Весь переулок ожидал чествования нового главы клана. Многие ставили на Гассана, другие же делали ставки на победу Дахшана, однако никто при этом не принял в расчёт милого юного Шамс Ад-Дина. И когда до них дошли эти вести, они впали в ступор, который вскоре обратился во всеобщую радость. Харафиши обрадовались и заплясали прямо на улице, утверждая, что это означает, что Ашур жив, а не мёртв.
Махмуд Катаиф с огромной досадой задавался вопросом:
— Неужели вернулось время чудес?
Шамс Ад-Дина встречали весельем и ликованием, и даже Фулла издала пронзительный визг от радости, несмотря на свой траур. Шейх переулка выслушал всю историю его победы от Шаалана-одноглазого со скрытым недовольством, и снова спросил себя:
— Продолжится ли эпоха бедности и мрака?
Шамс Ад-Дин гордо заявил матери:
— Я готовился к этому!
Фулла в восторге заметила:
— Даже твой отец не верил в это!
Он серьёзно сказал:
— До чего же тяжело будет такому, как мне, заменить отца.
Мать проницательно отметила:
— Не забывай о своём враге — Гассане, однако ты можешь завоевать сердца мужчин!
Он нахмурился и ответил:
— Сегодня я для них — надежда, а её нельзя предавать…

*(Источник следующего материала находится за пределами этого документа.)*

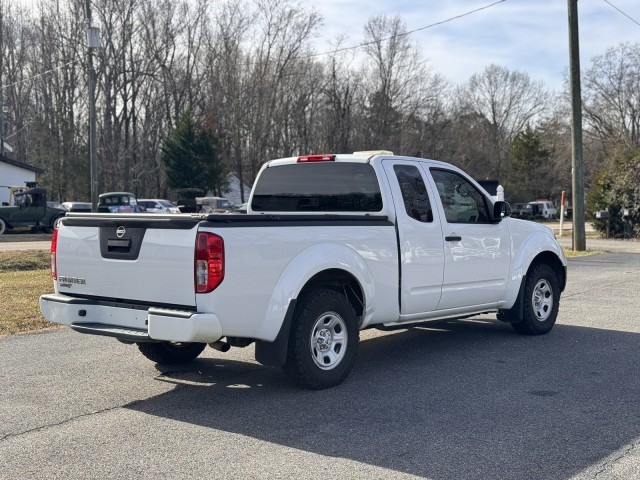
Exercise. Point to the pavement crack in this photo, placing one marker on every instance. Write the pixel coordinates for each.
(613, 460)
(67, 420)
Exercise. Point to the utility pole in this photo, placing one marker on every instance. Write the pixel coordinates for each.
(93, 42)
(1, 124)
(577, 171)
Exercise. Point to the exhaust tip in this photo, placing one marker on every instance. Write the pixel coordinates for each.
(220, 346)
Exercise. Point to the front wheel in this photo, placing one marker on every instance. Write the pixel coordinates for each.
(323, 342)
(171, 352)
(540, 302)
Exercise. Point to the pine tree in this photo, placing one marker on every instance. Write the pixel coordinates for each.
(190, 157)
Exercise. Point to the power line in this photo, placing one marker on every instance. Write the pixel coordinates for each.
(39, 75)
(409, 32)
(628, 16)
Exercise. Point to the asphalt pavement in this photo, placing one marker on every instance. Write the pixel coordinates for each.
(466, 399)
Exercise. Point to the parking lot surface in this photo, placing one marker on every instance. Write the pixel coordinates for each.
(465, 399)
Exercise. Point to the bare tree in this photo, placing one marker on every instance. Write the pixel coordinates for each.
(508, 100)
(612, 96)
(402, 91)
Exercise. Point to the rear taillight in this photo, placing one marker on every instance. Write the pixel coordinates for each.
(316, 158)
(209, 262)
(54, 248)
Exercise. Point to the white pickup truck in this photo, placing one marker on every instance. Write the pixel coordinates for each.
(331, 245)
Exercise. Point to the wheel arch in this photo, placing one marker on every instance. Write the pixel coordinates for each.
(551, 259)
(342, 282)
(333, 266)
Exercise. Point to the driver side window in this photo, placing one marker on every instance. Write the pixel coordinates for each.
(461, 200)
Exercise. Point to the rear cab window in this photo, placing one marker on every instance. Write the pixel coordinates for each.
(318, 187)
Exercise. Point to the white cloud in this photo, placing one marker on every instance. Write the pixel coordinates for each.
(526, 35)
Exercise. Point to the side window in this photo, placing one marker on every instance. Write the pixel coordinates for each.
(414, 193)
(461, 201)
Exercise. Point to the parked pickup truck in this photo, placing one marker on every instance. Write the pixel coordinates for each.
(30, 210)
(331, 245)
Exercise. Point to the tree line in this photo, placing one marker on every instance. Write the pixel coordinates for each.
(247, 72)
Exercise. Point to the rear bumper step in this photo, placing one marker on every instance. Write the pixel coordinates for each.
(131, 324)
(121, 333)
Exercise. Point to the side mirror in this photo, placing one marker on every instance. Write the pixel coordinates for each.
(501, 210)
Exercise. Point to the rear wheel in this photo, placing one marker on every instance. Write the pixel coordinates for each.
(323, 342)
(540, 302)
(171, 352)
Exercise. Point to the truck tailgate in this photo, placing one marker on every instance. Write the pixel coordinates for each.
(122, 257)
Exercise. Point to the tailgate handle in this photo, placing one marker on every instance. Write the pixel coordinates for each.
(118, 245)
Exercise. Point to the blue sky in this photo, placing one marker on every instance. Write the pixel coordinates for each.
(525, 35)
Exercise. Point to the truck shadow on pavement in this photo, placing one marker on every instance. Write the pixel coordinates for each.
(462, 399)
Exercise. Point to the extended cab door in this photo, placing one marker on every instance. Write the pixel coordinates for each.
(421, 246)
(477, 253)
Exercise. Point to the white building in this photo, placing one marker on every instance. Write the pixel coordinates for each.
(15, 174)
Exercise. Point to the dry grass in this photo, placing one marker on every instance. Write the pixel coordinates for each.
(584, 253)
(24, 276)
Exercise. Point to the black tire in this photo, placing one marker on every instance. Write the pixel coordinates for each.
(323, 343)
(540, 302)
(170, 353)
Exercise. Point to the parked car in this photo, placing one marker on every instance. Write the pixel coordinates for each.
(157, 205)
(77, 206)
(118, 202)
(334, 244)
(521, 210)
(30, 209)
(545, 209)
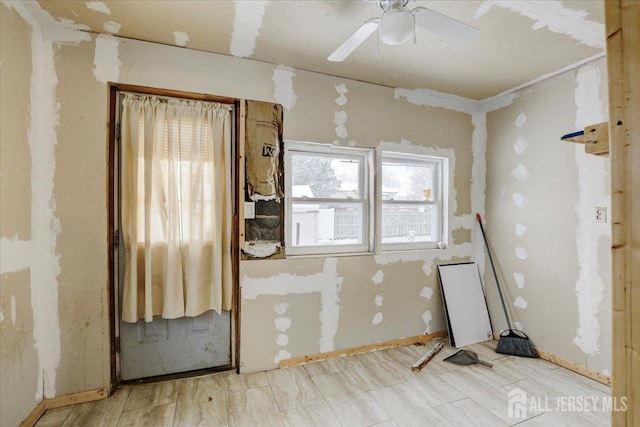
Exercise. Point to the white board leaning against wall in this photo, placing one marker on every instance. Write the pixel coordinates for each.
(464, 303)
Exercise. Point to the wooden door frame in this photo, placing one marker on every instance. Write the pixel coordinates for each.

— Главное достоинство — умеренность, — заявила она побудительным тоном.
Он настойчиво повторил:
— Я для них — надежда, а её нельзя предавать…
Прошли дни, наполненные трелями счастья. Народ поверил, что Ашур Ан-Наджи не умер, а Гассан проводил ночи в баре, где напивался и пел:
Если фортуна отвернётся, смышлёности не хватит.
Однажды Шаалан-одноглазый сказал ему:
— Тебе ещё не надоела эта песня?… Тебе следует очистить своё сердце…
На что Дахшан заметил:
— Он раскрыл его перед шайтаном…
Гассан грубо ответил ему:
— Ты никак не можешь простить мне победу над тобой, Дахшан.
— Да будь ты проклят! Я вёл себя согласно правилам.
— Если бы не твоя злоба, ты никогда бы не согласился на то, что править кланом теперь будет юнец!